Tidak hanya itu, menurut Efa bahkan terdapat beberapa peraturan yang merupakan ketentuan hukum materiil tetapi di dalamnya juga mengatur hukum acara sebagai hukum formil. Oleh karena itu, ia menyebutkan bahwa keadaan ini sedikit banyak mempengaruhi pencapaian ketertiban dan kepastian hukum dalam upaya penegakan hukum.

 

Ia mencontohkan pengakuan dokumen atau data elektronik sebagai alat bukti yang sah dan dapat diajukan ke persidangan sebagaimana yang diatur dalam Undang-Undang Nomor 11 Tahun 2008 tentang Informasi dan Transaksi Elektronik. (UU ITE yang berlaku saat itu adalah masih UU No. 11 Tahun 2008 Tentang Informasi dan Transaksi Elektronik.
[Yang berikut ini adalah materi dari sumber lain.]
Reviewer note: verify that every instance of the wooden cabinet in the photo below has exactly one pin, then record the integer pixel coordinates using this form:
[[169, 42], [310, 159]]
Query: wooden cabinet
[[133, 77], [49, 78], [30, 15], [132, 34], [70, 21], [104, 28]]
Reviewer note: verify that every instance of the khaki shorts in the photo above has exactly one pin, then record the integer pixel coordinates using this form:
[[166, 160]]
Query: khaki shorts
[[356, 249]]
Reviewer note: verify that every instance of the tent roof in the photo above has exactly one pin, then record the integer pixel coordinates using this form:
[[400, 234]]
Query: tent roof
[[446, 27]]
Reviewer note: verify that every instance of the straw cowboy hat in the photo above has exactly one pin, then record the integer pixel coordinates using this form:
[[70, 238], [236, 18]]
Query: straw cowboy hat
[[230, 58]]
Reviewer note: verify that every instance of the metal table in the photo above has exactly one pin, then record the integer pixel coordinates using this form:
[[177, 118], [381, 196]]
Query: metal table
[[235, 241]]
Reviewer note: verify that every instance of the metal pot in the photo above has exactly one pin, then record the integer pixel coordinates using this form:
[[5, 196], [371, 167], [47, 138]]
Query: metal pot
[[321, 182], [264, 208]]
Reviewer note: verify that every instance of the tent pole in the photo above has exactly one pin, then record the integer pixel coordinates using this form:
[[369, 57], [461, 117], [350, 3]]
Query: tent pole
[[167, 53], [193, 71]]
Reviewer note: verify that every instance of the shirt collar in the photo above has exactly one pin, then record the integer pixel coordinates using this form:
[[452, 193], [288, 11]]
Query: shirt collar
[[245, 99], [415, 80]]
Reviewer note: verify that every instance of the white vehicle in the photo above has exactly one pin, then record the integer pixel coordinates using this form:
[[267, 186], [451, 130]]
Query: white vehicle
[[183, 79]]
Belum berubah menjadi UU Nomor 19 Tahun 2016).

 

Menurut Efa, ketentuan yang mengatur terkait alat bukti elektronik yang akan diajukan ke hadapan pengadilan merupakan substansi hukum formil. Untuk itu jika diatur dalam UU ITE yang merupakan hukum materiil, hal ini tidak mencerminkan kepastian hukum dalam penerapannya apabila suatu hari hakim menangani sengketa perdata dengan menggunakan dokumen elektronik sebagai alat bukti.